20g you are in dwarf cichlid territory and minimal numbers at that. 
Rams,Apistos,Curviceps, and many others fit this bill.


Take a look at this site
Apistogramma and Dwarf Cichlids in Aquarium


----------



## kweenbee2791 (Jul 21, 2010)

Yeah, the previous advice is absolutely correct. A 20 gal is uncomfortabe for a single cichled that reaches 5-6" at full growth. I would go with a maximun of 2 dwarf breed cichlids or get a bigger tank. Rams are really cool cichlids that don't get big and would work for a 20 gal. Only 2 though in that size. They come in alot of cool colorations too! Just make sure to give them plenty of hiding spaces and a finer substrate. My bigger cichlids love to rearrange their tanks! Larger stone substrates tend to make their noses raw from moving it around.  Good luck! Cichlids are awesome!


----------



## JOMA (Jul 23, 2010)

are yellow labs considered dwarfs? i have heard they were


----------



## kweenbee2791 (Jul 21, 2010)

I'm not sure if the yellow cichlid you're referring to is a dwarf or not. Sorry. I do know that most Rams don't get bigger than 3". If you google "cichlid statistics" there are many cichlid sites that will pop up. You can view the maximum size of all kinds of cichlids. That's probably a good place to start and figure out what's available in your area. I, personally, don't recommend purchasing fish online and having them shipped. Not only is it VERY expensive, it's VERY stressful for the fish. Good luck! Cichlids are awesome fish!


----------



## JOMA (Jul 23, 2010)

kweenbee2791 said:


> I'm not sure if the yellow cichlid you're referring to is a dwarf or not. Sorry. I do know that most Rams don't get bigger than 3". If you google "cichlid statistics" there are many cichlid sites that will pop up. You can view the maximum size of all kinds of cichlids. That's probably a good place to start and figure out what's available in your area.
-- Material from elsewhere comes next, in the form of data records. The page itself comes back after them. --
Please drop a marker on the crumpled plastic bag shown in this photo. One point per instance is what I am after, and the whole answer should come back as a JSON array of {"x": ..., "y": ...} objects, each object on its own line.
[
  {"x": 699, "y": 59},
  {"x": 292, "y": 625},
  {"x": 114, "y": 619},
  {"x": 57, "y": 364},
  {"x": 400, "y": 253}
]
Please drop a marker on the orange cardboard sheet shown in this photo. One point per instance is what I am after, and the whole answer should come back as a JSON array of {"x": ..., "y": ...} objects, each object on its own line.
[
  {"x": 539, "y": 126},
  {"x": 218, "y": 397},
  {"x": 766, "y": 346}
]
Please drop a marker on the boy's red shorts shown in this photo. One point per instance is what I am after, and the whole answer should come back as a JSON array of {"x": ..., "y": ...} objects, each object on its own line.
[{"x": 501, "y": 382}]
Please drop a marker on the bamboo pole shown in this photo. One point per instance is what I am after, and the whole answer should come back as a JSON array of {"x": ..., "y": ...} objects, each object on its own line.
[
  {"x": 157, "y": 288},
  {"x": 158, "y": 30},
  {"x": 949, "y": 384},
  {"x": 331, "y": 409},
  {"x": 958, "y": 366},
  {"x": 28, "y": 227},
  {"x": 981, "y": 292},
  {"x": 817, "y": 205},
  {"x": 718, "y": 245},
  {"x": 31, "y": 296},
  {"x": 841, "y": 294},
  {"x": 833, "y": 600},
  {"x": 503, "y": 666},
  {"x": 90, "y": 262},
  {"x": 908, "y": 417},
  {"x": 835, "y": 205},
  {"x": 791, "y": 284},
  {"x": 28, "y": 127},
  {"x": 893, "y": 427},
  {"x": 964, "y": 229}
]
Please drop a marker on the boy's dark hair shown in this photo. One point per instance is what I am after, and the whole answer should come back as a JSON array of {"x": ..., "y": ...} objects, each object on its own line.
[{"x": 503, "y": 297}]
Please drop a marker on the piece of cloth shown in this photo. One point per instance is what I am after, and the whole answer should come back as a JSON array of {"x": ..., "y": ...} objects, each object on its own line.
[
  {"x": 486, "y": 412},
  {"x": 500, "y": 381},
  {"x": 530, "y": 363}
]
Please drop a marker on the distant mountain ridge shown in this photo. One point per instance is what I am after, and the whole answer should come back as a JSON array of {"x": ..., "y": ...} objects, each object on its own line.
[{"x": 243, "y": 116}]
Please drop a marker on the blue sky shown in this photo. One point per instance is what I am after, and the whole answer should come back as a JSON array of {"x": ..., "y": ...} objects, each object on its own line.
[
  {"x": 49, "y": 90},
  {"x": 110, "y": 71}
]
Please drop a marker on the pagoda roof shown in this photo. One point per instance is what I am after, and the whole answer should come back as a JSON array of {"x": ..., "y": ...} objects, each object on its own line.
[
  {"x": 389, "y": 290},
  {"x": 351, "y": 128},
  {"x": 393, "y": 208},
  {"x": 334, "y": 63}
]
I, personally, don't recommend purchasing fish online and having them shipped. Not only is it VERY expensive, it's VERY stressful for the fish. Good luck! Cichlids are awesome fish!


oh my bad, i think yellow labs are african cichlids, but would like 3 female convicts be able to live in a 20 gallon long? i say all females because idk what i would do with all the baby convicts if i got a breeding pair


----------